Climate and Environmental Health: Community Education Aimed at Rural Communities
This past summer, senior 2 student nurse, Payton Kaldenberg, and Assistant Professor, Pamela Guthman, from the College of Nursing and Health Sciences at the University of Wisconsin-Eau Claire embarked on a project to provide education about the relationship between climate and health to three rural communities by partnering with the local newspaper that serves that region. The overall goal of the project was to raise awareness and inform rural communities about climate change and connect how rural population’s health are impacted by changes occurring due to climate change.
Kaldenberg and Guthman teamed up to write weekly articles for publication in the Cornell Courier Sentinel from June 15th through August 15th. Kaldenberg was responsible for conducting research and writing the first drafts and then working with Guthman to submit the articles to the newspaper’s editor for publication. The weekly topics focused on extreme heat events, air pollution/air quality, water quality, Lyme disease, soil health, and the role of the nurse in planetary health. Extreme heat events were noted to be increasing even in northern Wisconsin, and can lead to significant stress to outside workers, including farmers, and others who need to prevent dehydration, heat exhaustion and heat stroke. Air pollution and the importance of air quality was highlighted specific to noting increasing asthma rates from allergies or exposure to air pollution of particulate matter of 2.5. Water quality was discussed to elevate the importance of having clean water to drink, noting the importance of water for recreation including tourism and economic survival of small, rural towns. Vector-borne illnesses such as Lyme disease was noted to have increased over the last decade due to warming temperatures leading to ticks (and other vectors) extending into locations that previously did not have vector-borne illnesses. Soil health was addressed to highlight the importance of biodiversity as an important rural agricultural component for farmers land and crop production, but is experiencing significant challenges given the intensity of rain fall, flooding, and drought causing the need for changes to land and soil management. Lastly, identifying public and community health nurses are called to exhibit leadership and have an ethical responsibility to work with their communities to learn about climate change, the relationship to their populations’ health, and solutions to address climate and health related issues.
The ability to measure the educational impact made on these rural communities is difficult to measure. However, anecdotally, a few community members noted how they were able to better understand the relationship between their asthma and climate change. Community-focused education provided by community and public health nurse leaders and students can not only start the discussion but also aid in readying rural communities to engage in changes to combat climate change occurring from fossil fuels.
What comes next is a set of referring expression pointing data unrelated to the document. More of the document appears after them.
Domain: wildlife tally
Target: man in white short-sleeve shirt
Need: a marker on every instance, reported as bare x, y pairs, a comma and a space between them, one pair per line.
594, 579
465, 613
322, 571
It is imperative engaged community leaders are proactive to enhance their understanding about the reality of the impacts of climate change on the health of people residing in their own communities’ health. Nurses have a social and ethical responsibility to prevent and protect their communities and populations, especially as we recognize that we are facing the largest existential threat to our human health and overall survival of the next generation.
Payton Kaldenberg is a senior 2 nursing student at the University of Wisconsin-Eau Claire (UWEC). She is set to graduate with honors on December 19th, 2020. She has been working for the Eau Claire City-County Health Department as a disease investigator since the beginning of June to help stop the spread of COVID-19. Throughout her time in school, she has been a member of several organizations on campus, including National Society for Collegiate Scholars and Eau Claire Student Nurses Association. Additionally, she is a member of the National Student Nurses Association (NSNA) and the Wisconsin Health Professionals for Climate Action. In June of 2020, she received the Gritzmacher Award from UWEC to support a nursing project that focused on community education for rural communities on climate change and its effects on human health. The project went on to be selected for a poster presentation at NSNA’s MidYear Conference in October of 2020.
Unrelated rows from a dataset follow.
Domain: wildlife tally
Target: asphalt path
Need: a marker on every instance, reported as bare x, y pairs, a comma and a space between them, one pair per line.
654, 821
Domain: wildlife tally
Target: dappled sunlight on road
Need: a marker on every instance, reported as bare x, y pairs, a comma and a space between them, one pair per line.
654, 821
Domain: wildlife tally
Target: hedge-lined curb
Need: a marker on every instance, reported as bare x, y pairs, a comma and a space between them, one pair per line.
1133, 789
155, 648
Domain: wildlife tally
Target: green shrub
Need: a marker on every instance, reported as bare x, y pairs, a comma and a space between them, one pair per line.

Pamela Guthman, DNP, RN-BC is an assistant professor at University of Wisconsin-Eau Claire, College of Nursing and Health Sciences. She has also taught for UW-Madison, School of Nursing and pre-pandemic taught the rural immersion population health nursing program. She has spent much of her career practicing rural community and public health nursing with a focus on the determinants of health, health equity, poverty, and population health. She currently serves as Vice-Chair with the Wisconsin Health Professionals for Climate Action, is a member
of the Alliance of Nurses for Healthy Environments and serves as a mentor for Climate Reality.